Apakah organisasi kepemudaan Indonesia hari ini sekadar menjadi echo chamber yang sibuk dengan urusan internal sehingga abai terhadap ‘dunia luar’ yang berubah sangat cepat, jika hal ini terjadi, bagaimana organisasi kepemudaan memulai perubahan?
Visi Indonesia Emas 2045 ditopang oleh empat pilar, yaitu: pembangunan SDM dan penguasaan ilmu pengetahuan dan teknologi, pembangunan ekonomi berkelanjutan, pemerataan pembangunan, dan ketahanan nasional dan tata kelola pemerintahan.
Demi mewujudkan kempat pilar tersebut, melibatkan generasi muda –baik yang terhimpun dalam organisasi kepemudaan, komunitas sosial, organisasi keagamaan, partai politik, birokrasi maupun yang bergerak dengan inisiatif individual— adalah sebuah keharusan karena generasi muda akan mengisi kepemimpinan nasional di masa depan.
Jalan untuk mewujudkan keempat pilar Visi Indonesia Emas 2045 tersebut terbuka lebar dengan, salah satunya, kondisi Indonesia yang saat ini, dan dalam beberapa tahun ke depan, sedang menikmati bonus demografi, di mana jumlah penduduk usia produktif lebih banyak dibandingkan penduduk usia yang tidak produktif, dan generasi muda adalah bagian dari penduduk usia produktif tersebut.
Menurut Badan Perencanaan Pembangunan Nasional (Bappenas), pada 2030-2040, jumlah penduduk usia produktif di Indonesia diprediksi akan mencapai 64 persen dari total populasi, atau sekitar 297 juta orang.
Kondisi yang sangat menguntungkan ini harus disambut dan dijemput oleh organisasi kepemudaan agar bonus demografi tidak sekadar angka-angka kuantitatif, melainkan juga kualitas sumber daya manusia unggul yang berdaya saing global. Karena, bagaimana pun juga, organisasi kepemudaan merupakan kawah inkubasi di mana generasi muda menghimpun diri dan mengasah skill.
Tantangan selanjutnya adalah disrupsi di segala sektor kehidupan akibat penetrasi teknologi. Penetrasi teknologi telah menembus sekat-sekat kehidupan; mengaburkan batas antara yang-publik dan yang-private dan melampaui batas-batas teritorial negara.

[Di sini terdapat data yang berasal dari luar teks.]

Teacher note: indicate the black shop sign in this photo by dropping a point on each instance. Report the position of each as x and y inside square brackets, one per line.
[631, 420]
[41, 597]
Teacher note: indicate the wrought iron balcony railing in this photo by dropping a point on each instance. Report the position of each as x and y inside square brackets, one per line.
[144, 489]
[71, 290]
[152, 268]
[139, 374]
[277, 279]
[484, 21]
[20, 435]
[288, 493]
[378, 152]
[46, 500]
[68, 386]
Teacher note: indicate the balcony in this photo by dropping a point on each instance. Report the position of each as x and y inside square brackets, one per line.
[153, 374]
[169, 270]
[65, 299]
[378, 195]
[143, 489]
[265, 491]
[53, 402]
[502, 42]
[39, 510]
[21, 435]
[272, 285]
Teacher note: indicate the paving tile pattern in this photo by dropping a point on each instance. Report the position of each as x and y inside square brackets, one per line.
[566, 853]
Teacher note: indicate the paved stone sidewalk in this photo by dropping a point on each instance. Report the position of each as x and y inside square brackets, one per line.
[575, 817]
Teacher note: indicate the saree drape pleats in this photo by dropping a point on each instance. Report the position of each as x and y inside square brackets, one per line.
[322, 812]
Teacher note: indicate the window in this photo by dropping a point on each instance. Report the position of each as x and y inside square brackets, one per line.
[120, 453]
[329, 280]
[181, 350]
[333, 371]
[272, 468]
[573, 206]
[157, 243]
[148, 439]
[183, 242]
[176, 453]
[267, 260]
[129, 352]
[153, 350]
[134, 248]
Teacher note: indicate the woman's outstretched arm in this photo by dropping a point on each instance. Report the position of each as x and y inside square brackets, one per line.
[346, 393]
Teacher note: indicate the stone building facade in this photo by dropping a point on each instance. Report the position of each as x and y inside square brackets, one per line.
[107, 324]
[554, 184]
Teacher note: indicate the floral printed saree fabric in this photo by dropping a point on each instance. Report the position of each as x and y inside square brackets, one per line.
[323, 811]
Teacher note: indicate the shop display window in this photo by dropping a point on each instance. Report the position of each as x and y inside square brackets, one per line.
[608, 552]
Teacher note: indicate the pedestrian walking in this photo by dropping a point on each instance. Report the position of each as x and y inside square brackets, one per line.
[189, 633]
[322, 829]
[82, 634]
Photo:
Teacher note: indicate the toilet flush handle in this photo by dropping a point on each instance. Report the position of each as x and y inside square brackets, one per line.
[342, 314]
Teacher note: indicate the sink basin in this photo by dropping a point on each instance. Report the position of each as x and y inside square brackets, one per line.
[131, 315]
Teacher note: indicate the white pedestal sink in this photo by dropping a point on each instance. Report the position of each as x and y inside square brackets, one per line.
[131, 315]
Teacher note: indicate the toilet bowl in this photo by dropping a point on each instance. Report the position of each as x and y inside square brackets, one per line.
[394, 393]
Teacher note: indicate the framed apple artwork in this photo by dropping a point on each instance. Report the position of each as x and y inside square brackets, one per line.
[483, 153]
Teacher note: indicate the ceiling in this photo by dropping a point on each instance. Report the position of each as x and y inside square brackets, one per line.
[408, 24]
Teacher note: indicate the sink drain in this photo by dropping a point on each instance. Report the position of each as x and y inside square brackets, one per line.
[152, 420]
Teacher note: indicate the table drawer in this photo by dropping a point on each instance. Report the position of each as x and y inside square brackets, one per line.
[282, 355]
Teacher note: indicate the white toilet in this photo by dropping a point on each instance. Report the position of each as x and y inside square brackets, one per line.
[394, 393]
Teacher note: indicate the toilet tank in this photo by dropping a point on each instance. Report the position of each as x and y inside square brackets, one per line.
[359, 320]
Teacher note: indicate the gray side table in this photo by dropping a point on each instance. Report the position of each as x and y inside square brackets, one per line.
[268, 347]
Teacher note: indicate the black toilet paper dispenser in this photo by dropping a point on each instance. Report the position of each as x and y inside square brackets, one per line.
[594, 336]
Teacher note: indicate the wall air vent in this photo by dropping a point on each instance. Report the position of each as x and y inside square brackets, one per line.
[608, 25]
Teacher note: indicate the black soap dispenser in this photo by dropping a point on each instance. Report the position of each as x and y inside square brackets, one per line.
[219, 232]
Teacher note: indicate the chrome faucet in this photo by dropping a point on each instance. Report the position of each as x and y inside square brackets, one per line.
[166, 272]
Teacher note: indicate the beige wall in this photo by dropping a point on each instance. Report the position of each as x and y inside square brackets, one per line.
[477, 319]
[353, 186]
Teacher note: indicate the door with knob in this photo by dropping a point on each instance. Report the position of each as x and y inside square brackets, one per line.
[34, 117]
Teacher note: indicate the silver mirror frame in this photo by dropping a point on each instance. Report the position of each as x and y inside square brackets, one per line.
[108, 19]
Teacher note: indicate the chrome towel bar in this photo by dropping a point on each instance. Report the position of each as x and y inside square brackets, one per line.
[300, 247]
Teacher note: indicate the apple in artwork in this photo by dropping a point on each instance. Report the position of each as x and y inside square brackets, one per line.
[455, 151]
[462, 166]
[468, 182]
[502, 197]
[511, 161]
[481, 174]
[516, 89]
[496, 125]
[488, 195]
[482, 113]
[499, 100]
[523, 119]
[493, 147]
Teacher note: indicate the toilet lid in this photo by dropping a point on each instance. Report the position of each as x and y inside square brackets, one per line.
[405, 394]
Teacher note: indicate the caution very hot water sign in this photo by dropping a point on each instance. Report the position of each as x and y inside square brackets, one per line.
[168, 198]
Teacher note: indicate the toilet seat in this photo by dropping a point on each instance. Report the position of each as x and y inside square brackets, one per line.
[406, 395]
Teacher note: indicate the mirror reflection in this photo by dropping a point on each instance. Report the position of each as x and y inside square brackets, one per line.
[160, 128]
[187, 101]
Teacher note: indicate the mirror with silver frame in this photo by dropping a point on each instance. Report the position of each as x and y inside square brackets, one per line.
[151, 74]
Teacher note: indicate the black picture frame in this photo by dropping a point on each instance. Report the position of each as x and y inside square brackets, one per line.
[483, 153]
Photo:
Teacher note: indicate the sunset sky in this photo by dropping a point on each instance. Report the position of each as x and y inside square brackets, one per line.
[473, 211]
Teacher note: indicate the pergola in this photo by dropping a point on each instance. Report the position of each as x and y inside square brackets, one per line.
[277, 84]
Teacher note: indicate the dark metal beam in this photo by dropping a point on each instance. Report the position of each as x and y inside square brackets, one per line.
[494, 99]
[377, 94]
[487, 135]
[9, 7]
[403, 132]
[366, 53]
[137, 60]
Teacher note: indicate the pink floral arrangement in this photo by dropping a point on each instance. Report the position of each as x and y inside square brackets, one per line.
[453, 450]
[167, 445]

Ian Bremmer dalam artikelnya berjudul The Technopolar Moment: How Digital Powers Will Reshape the Global Order di Foreign Affairs, Edisi November/Desember 2021 menyatakan bahwa perusahaan teknologi raksasa, Big Tech, seperti Apple, Facebook, Amazon, Alibaba, Microsoft dan lain sebagainya, tidak hanya menghimpun perilaku manusia di ruang digital, melainkan juga membentuk perilaku manusia di dunia nyata.
Dalam beberapa kasus, perusahaan teknologi bahkan lebih berpengaruh daripada peran pemerintah karena setidaknya dua hal: pertama, perusahaan teknologi menguasai ruang digital di mana pemerintah sulit menjangkau dan mengontrolnya; kedua, perusahaan teknologi memiliki kuasa dan pengaruh untuk menjembatani ruang digital dan dunia nyata.